Your home is filled with electronic devices. Blenders, televisions, microwaves, computers, you name it. Guarding those devices from a surge in a storm is important—but what are your options? And what is the difference between a surge protector and a whole house surge protector?
A lightning strike from miles away can send a dangerous surge of electricity into your home, causing irreparable damage to appliances and electronics that are plugged in to outlets. So, what can you do?
You’ve probably heard of a surge protector. They are strips of outlets that help guard appliances and electronics from a surge in a storm. The idea of a whole house surge protector certainly conjures up some curious imagery. If we told you it was a giant trailer-sized surge protector that had to be airlifted in, would you believe us?
It’s actually a small device. So small it can fit in your breaker box. But what do they actually do? Do they really give whole house coverage? There’s debate over the efficiency of a whole house surge protector and whether it actually diverts a surge from reaching the outlets in your home where thousands of dollars’ worth of electronics and appliances are plugged in.
In theory, when excessive voltage passes through the device, which is professionally installed in your breaker box, the surge is instantly diverted to a ground wire instead of reaching the electronics and appliances you have plugged in. This would save you from purchasing dozens of point-of-use surge protectors that plug in to the wall for every room in your home. Sounds good, right?

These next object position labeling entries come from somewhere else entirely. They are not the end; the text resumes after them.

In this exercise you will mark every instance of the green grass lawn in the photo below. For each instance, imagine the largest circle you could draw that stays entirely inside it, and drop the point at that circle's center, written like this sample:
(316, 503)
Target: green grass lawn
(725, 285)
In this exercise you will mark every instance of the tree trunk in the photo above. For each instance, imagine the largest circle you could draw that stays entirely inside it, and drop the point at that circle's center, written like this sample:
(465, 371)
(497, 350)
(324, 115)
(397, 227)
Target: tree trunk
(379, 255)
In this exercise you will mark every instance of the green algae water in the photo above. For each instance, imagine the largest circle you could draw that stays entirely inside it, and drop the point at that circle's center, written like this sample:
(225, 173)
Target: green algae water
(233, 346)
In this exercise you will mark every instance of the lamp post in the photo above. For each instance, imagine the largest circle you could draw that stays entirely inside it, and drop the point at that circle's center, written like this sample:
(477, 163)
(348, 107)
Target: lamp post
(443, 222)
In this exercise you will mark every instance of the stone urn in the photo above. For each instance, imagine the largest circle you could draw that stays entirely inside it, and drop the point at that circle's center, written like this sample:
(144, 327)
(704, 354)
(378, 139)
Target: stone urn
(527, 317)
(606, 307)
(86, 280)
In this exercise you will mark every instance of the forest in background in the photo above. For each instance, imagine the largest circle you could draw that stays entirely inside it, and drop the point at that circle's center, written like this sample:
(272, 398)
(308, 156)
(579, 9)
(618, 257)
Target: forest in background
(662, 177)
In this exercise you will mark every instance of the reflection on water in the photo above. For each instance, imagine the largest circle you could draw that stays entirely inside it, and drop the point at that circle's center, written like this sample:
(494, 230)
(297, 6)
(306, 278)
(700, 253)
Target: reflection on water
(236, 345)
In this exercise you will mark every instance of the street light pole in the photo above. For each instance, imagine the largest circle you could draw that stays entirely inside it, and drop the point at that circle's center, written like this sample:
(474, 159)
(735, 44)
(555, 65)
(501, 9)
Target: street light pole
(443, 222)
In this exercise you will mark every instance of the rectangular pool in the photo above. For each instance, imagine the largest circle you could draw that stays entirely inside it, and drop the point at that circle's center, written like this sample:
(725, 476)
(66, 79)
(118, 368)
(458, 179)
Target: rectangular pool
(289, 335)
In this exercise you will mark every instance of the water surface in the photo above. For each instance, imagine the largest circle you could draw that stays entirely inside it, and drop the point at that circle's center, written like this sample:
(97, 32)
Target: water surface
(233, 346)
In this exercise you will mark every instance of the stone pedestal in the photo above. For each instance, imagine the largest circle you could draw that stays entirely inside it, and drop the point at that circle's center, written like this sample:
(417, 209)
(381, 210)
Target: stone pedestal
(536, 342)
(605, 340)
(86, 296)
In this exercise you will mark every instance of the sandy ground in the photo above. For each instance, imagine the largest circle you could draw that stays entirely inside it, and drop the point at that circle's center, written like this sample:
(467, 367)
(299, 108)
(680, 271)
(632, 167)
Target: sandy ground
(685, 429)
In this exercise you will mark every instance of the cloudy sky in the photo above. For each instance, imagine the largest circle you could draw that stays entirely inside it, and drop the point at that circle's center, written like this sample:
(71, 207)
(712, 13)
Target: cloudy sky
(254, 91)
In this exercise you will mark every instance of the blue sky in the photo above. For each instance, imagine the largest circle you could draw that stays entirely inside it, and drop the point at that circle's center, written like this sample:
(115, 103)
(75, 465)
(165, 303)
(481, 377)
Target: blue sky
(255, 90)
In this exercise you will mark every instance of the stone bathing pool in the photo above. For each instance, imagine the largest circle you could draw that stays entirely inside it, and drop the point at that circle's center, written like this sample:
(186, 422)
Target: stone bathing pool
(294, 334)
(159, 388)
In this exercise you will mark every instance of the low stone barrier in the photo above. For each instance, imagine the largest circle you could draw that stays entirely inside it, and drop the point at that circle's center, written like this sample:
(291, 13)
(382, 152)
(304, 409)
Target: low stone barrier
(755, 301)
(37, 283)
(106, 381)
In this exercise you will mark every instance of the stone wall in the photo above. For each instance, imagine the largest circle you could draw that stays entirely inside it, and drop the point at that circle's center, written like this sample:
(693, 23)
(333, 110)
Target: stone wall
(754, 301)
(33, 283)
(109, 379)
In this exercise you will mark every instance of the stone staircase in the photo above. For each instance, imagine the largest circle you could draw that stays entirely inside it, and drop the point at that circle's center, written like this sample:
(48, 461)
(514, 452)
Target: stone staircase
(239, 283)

The problem is, these devices are often designed to let in surges that don’t reach a certain voltage—surges that can still do damage. A whole house surge protector often won’t kick in until high-enough voltage enters the device.
Bottom line: whole house surge protectors are good for helping to protect your home from a power surge, but they are not a cure-all. Used in conjunction with point-of-use surge protectors, you’ll certainly lower the risk of a surge affecting appliances and electronics—but it’s never guaranteed. We recommend using both a whole house surge protector as well as a point-of-use protector to ensure that you’re home, and all of your gadgets, are safe and secure from Mother Nature’s fury.